年末まであせりを感じ、苦々しい気持ちを持っていても、年が変われば「今年こそはいい年に」「今度はこんな目標を立てよう」と希望を持つことができる。

時系列だけでみてみれば、ただ1日が経過しただけなのに、人は自分たちの中で1年の区切りをつくることで気持ちがリセットできるのだから不思議なものだ。人間のならわしは実におもしろい。

気合を入れて計画を立てても、気づいたら年末になっていた!

「ME TIME(ミータイム)」の確保

あなたは1年の始まりに、計画を立てるだろうか。実際のところ、元旦はともかく、1月は心を新たにして周囲に目標宣言をしたり、職場や学校などでスローガンを掲示するといった話をよく聞く。手帳も1月始まりのものが無数に存在していることから、自身の棚卸しをしたい人もまた多いのだろう。

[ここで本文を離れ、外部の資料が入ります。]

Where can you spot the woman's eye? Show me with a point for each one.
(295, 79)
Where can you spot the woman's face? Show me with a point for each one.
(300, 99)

私も1年の始まりには、計画を立てるための集中時間をもうける。その場で、1年のうちにやりたいこと、半期でやりたいこと、毎月やりたいことを書き出し手帳に記録している。もちろん時間術や手帳術マスターはこの世に多数存在するので、彼らには到底及ばないが……。しかし、たとえ途切れ途切れでも、1文だけでも、それこそ数文字の殴り書きだったとしても、その記した内容は1年の軌跡であり、自分がもがき歩んだ立派な証になる。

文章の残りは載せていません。